Details
2 February 2023
7.00pm-9.00pm
Simon Dell MBE has trekked across the Himalayan plateau, visited the fabled Tibetan city of Lhasa and been to some of the world's highest places. Join him as he recounts his first visit to Nepal just after the death of the Royal Family when few western visitors entered the country. Many of his images are no longer possible to see because of the devastating 2015 earthquake so this is a story of Nepal pre earthquake and the story of Simon's reason for his first visit to the region so many years ago.
This event has been organised by the South West committee.
About the speaker
Simon Dell is currently the Director and Co-ordinator of Moorland Guides with over 16 books to his name. Since retiring as a full-time police constable after 30 years’ service in September 2007, he became a special constabulary volunteer in the Devon and Cornwall Police. He led the volunteer policing teams throughout the Devon and Cornwall area in respect to wildlife crime. He was a member of the Dartmoor Search and Rescue Mountain Service and in 1997 was awarded and MBE for his service.

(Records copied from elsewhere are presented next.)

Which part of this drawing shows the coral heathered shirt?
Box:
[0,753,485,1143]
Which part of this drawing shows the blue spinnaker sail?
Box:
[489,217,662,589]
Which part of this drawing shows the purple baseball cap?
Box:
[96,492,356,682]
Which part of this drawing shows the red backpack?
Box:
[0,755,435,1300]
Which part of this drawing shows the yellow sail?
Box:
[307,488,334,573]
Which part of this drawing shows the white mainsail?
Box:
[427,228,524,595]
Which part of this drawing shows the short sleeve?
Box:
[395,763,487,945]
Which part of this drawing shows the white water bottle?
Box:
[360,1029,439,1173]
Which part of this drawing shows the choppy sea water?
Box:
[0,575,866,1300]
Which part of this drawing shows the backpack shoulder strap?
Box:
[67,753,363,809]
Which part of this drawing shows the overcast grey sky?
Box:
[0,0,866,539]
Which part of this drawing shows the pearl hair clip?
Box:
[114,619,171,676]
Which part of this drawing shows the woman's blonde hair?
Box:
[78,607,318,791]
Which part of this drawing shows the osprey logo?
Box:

Simon received the Queen’s Commendation for Bravery in 2003 and shortly after, he received the Daily Mirror Pride of Britain Award and also the Sun newspaper’s Police Bravery Award 2002. In 2009 he was awarded the Anne Frank Educator’s Award for his work with young people who suffer discrimination, this award was presented by Anne Frank’s posthumous-step-sister. In 2014 he was awarded the Lifetime in Policing Award by the Home Office after almost 40 years’ service as both a regular full-time constable and also as a volunteer special constable (having attained the rank of Special Constabulary Assistant Chief Officer). He retired fully from the police service in 2016 after 41 continuous years spanning five separate decades from the 1970s.

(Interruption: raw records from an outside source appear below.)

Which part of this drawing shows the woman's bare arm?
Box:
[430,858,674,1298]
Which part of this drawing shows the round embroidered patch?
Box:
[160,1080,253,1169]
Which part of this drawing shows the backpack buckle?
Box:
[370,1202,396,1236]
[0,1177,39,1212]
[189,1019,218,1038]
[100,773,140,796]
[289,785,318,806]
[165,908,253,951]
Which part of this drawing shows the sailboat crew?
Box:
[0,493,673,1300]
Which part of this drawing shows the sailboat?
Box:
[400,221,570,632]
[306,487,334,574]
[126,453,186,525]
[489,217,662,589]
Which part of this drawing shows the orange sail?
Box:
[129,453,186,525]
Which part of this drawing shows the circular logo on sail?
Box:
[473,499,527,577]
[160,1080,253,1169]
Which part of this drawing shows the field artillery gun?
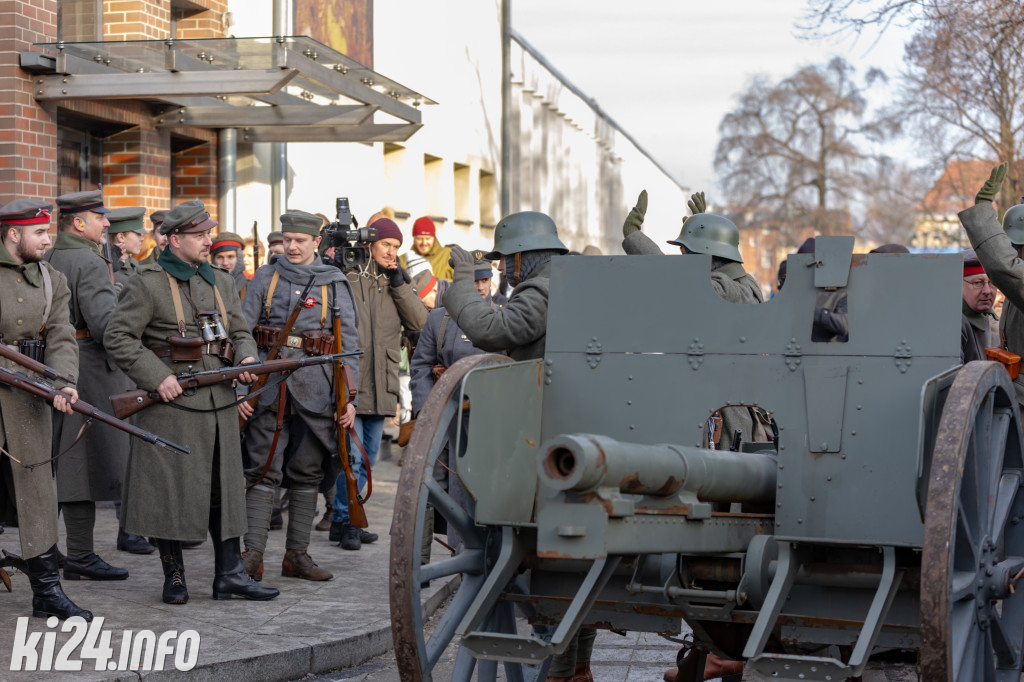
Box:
[390,238,1024,682]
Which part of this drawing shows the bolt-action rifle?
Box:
[111,350,362,418]
[0,360,189,456]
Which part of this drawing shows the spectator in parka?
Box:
[330,218,427,550]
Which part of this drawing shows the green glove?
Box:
[974,161,1010,204]
[449,244,476,282]
[623,189,647,238]
[686,191,708,215]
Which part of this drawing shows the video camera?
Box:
[324,197,377,272]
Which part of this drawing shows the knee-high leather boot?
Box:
[157,538,188,604]
[26,545,92,621]
[210,508,281,601]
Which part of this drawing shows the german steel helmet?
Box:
[1002,198,1024,246]
[483,211,569,260]
[669,213,743,263]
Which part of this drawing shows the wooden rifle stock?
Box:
[239,272,314,430]
[332,313,371,528]
[111,350,362,419]
[0,368,189,455]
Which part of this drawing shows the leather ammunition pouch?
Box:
[985,348,1021,381]
[253,325,334,355]
[153,336,234,365]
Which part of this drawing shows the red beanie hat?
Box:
[370,218,401,246]
[413,216,437,237]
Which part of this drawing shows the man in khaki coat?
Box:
[103,201,278,604]
[0,199,92,621]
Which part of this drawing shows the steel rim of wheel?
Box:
[921,363,1024,682]
[390,353,514,682]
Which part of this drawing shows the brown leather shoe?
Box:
[242,550,263,583]
[281,550,334,581]
[705,653,743,680]
[313,509,331,531]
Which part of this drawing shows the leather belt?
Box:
[150,341,223,357]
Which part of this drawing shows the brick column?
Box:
[0,0,57,202]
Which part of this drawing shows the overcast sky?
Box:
[511,0,906,201]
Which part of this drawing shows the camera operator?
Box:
[331,218,428,550]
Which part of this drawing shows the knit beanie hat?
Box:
[413,216,437,237]
[370,218,401,246]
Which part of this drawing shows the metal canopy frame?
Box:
[20,36,436,142]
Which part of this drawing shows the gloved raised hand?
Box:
[387,263,413,287]
[974,161,1010,204]
[623,189,647,238]
[449,244,476,282]
[686,191,708,215]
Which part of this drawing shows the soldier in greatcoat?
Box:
[106,206,145,293]
[46,189,129,581]
[623,189,753,680]
[239,211,358,581]
[442,211,597,682]
[210,231,249,299]
[103,201,278,603]
[0,199,92,621]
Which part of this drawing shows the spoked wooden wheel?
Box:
[921,363,1024,682]
[390,354,537,682]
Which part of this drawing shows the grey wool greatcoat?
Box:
[623,231,767,450]
[345,260,423,417]
[958,202,1024,406]
[45,232,130,502]
[444,262,551,360]
[103,258,256,541]
[0,243,78,559]
[242,256,359,454]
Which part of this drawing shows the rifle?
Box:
[0,342,78,386]
[239,275,315,421]
[331,293,373,528]
[111,350,362,418]
[0,367,189,456]
[253,220,259,274]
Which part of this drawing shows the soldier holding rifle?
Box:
[0,199,92,621]
[103,201,279,604]
[239,211,358,581]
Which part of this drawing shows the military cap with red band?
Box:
[0,199,53,225]
[57,189,111,213]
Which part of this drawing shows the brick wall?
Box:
[177,0,227,38]
[0,0,57,203]
[172,141,217,220]
[103,0,171,40]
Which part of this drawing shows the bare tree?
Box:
[890,0,1024,206]
[715,57,885,235]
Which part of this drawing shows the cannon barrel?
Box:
[538,433,777,502]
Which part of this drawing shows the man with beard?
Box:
[210,232,249,300]
[103,201,279,604]
[45,189,129,581]
[0,199,92,621]
[239,211,358,581]
[398,215,452,281]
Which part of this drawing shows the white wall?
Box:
[230,0,686,253]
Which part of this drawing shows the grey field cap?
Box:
[106,206,145,235]
[281,211,324,236]
[56,189,111,213]
[160,199,217,235]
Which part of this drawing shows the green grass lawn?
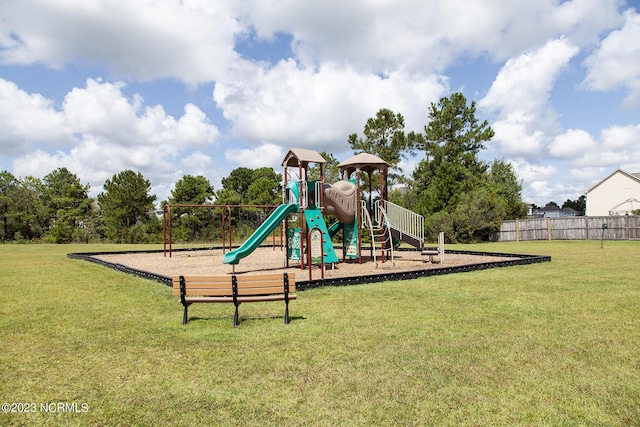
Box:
[0,241,640,426]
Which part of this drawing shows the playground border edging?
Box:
[67,248,551,291]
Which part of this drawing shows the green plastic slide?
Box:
[222,204,299,264]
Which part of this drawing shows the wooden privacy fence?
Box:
[498,216,640,242]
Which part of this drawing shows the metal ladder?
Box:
[360,200,396,268]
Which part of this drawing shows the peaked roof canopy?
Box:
[338,153,389,175]
[587,169,640,193]
[282,148,327,168]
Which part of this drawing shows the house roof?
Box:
[587,169,640,193]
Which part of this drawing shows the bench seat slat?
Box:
[178,288,233,296]
[172,273,297,326]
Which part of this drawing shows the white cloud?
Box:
[224,143,285,171]
[583,9,640,108]
[214,60,446,151]
[478,38,578,156]
[0,78,72,156]
[549,129,597,159]
[0,0,242,84]
[243,0,620,74]
[601,125,640,153]
[13,79,220,202]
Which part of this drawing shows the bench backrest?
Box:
[173,273,296,297]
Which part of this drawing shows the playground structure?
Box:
[223,148,424,277]
[162,203,284,258]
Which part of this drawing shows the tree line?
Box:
[0,93,527,243]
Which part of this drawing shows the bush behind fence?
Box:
[498,216,640,242]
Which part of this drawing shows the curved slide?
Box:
[222,204,298,264]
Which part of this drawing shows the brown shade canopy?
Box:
[282,148,327,168]
[338,153,389,176]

He is now a freelance writer having published 20 books on policing as well as Dartmoor Prison, industrial archaeology and Lundy Island. He also writes for various Dartmoor magazines and periodicals as well as the Times Educational Supplement and more recently the BBC Countryfile Magazine. He has written regular features called Dartmoor Curiosities in Dartmoor Magazine.
Simon lives in Tavistock with his wife Shirley and daughter Laura along with grandchildren Maddison and Joseph. When not babysitting grandchildren, his spare time is spent mountaineering both in the UK as well as the Alps and Himalayas, having taken part in several expeditions in Nepal and Tibet to both the north and south sides of Mount Everest and to the summit of nearby Kalar Pathar as well as climbing in the Alps and summiting Mont Blanc. When not found up a mountain he is often found playing in the local town band or with the band of the South Wales Police of which he is a member.